Parents are often at crossroads on the age-appropriate books to buy for their children especially when you have kids of different age groups. Most times as a book lover, you might have a child’s party to attend and probably confused about the age-appropriate books to gift the little celebrant. We understand this as there are so many colourful and fun options to choose from when buying books for children.
We listed a few criteria that you need to consider when buying a children’s book.
Criteria to consider when buying a Children’s book
1. Buy the right book – The best judge of what appeals to your child is you. Don’t just buy a book because it is popular or written by a famous child author. Keep your child’s unique personality in mind.
2. Properly Illustrated – Books with good images are good and more effective for kids. Wordless books are also a wonderful source of language development, requiring your child to interpret the illustrations as the story progresses.

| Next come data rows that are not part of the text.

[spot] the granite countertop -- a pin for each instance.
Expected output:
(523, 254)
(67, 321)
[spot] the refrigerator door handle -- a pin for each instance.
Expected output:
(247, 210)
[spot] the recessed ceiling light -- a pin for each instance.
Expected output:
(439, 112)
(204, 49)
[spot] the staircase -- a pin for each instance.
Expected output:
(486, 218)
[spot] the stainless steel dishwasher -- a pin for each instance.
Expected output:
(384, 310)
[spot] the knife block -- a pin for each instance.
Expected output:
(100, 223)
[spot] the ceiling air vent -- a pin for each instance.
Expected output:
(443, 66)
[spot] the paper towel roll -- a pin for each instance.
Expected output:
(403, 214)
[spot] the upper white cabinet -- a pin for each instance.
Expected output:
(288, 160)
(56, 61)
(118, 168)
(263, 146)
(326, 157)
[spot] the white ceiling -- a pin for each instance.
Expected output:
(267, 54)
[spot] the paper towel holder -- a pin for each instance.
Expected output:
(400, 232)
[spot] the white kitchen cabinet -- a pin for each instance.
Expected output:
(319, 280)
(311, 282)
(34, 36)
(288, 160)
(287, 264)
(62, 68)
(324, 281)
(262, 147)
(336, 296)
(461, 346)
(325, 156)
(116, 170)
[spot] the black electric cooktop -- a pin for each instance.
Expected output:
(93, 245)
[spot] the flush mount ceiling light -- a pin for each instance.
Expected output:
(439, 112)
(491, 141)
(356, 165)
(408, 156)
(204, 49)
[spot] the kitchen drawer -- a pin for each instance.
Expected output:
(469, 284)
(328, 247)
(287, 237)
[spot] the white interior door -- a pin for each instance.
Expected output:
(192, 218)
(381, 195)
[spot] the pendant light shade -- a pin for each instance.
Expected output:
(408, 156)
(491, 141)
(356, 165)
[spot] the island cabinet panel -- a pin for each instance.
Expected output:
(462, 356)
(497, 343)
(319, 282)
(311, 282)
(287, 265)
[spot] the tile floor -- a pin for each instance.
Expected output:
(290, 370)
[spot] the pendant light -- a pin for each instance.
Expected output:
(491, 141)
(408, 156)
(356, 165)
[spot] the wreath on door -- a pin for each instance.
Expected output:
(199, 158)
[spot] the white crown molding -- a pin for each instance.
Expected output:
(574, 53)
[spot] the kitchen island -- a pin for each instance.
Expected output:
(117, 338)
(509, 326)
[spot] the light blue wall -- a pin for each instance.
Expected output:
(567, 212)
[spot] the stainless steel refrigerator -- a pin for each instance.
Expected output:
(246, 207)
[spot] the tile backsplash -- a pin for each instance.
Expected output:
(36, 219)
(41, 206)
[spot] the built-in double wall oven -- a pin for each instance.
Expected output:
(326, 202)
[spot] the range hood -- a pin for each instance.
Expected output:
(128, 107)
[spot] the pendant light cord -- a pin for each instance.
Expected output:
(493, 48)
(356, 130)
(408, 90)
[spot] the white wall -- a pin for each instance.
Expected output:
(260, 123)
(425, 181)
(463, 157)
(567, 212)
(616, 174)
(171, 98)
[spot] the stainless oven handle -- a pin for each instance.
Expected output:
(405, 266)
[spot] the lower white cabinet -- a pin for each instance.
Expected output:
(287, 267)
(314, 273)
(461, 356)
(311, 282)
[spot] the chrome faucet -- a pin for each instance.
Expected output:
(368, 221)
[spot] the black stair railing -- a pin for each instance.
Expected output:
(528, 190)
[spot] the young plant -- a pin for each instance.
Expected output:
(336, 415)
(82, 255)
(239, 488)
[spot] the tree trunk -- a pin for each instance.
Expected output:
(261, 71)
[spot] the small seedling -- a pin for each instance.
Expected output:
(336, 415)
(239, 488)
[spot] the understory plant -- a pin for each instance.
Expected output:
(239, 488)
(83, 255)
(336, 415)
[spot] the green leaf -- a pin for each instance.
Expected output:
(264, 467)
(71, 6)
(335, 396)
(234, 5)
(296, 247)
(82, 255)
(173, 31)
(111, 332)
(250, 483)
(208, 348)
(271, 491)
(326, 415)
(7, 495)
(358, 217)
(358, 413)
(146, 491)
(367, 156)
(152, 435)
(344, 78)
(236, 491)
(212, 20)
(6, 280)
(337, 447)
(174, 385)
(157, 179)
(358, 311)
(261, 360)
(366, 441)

3. Well written – Age-appropriate language is the minimum requirement. The language should be also imaginative, rich, and challenging. New and difficult vocabulary words are wonderful when meanings can be inferred from the context of the story.
4. Informative – Choose books that communicate clearly and engagingly to children.
5. Timeless – Children and adults alike enjoy themes they can identify with.
Having this in mind you can use the following guide in buying a children’s book.
0 to 12 Months
Birth to 6 months: Board books make good choices. Since an infant’s vision is still developing, choose books with little or no text and big, and high-contrast pictures. The more pictures on the book the better. You can read to your baby from grown-up books or magazines too. Comprehending the words isn’t the point with babies this young. For infants, reading is about the tone of your voice and cuddling up to you.
We also recommend reading audiobooks with them as read-aloud helps build literacy skills.
7 to 12 months: At this age, babies may begin to grasp some of the words read to them. The most meaningful words are the names and things from their everyday life. Words like “mama,” “dada,” or “tata(water).” They make gestures and can recognize familiar words or sounds.
Books with just one object or person per page are best; hearing you name something he recognizes reinforces your baby’s vocabulary and slowly helps him realize that illustrations stand for real things. Point to the pictures he shows interest in. And act out what you read with your face, hands, and voice. Let the baby babble back in the conversation. This “conversation” helps him learn to take turns and teaches him about focusing on the same thing as someone else.
One more tip: Because babies this age tend to be hard on their playthings, stick mostly to board books, which can take rough handling and even chewing. Picture books are good too, though turning the pages can be trickier for a baby.
13 to 24 Months
13 to 18 months: Now you can begin to introduce books with a sentence or two per page. The sillier you are while acting out the story, the better. For instance, if you’re reading about animals, make animal noises. This will sound funny but create a bonding moment for both. Sooner or later, he will “moo” or “baa” back to you and you’ll be ready to fall off the couch laughing.
Invite participation by asking questions such as “What does the dog say?” or “Do you see the cat?” Ask your baby to point to real-life examples of what’s pictured, (“Where’s your nose?”). At this age, you can show more pictures of things your baby doesn’t encounter every day.
Also, at 15 to 18 months, your baby may be able to answer questions with a word, so give her the opportunities by asking, “What’s that?” If she answers, you can boost her vocabulary by expanding on her thought:” Yes, a car. That’s a big green car.”
19 to 24 months: Many toddlers find the familiar routine of reading reassuring and calming. The same goes for familiar books. This helps explain why, starting at about 18 months, children may ask for the same book over and over and over — and why they won’t let you change your reading performance by a single “meow” or “vroom.” However, this dogged repetition has a learning benefit as well: Experts think it helps children make sense of and then remember new words.
2 to 3 years
Finding the best books for 2-3 year-olds is an adventure in itself. Choose books that are creatively illustrated with greater detail and show actions. Toddlers have short attention spans, select books that are relatively short, and tell simple stories. Books about a familiar activity or favorite interests help to keep her attention! And most 3-year-olds will have stopped eating their books and started devouring stories instead. Meaning parents of 3-year-olds can move away from board books and toward early picture books with narrative, heart, and humor. Though they’ll still love a simple book about concepts like colors, numbers, or farm animals
4 to 7 years old.
This is Reception and Key Stage one – is when most children learn to read.
For some children this involves starting with basic books with simpler and fewer words; while others take to reading with speedy gusto, zipping through picture books and straight onto chapter books.
It’s important to get books right at this age while making it all about fun and not about being forced to read.
Get this right and you’ll create readers for life, able to banish boredom with a browse of the bookshelf. The ideal book opens up a whole new world to the reader, so we’ve sought out some of the best that do so for this age group, from the “real” world of space exploration to the imaginary world.
Everyone should enjoy these, whether being read to, reading with help, or reading alone.
We recommend the Molly series and A Sound Mind.
With these tips and examples in mind, you can go ahead and shop for your children’s books. Have fun reading.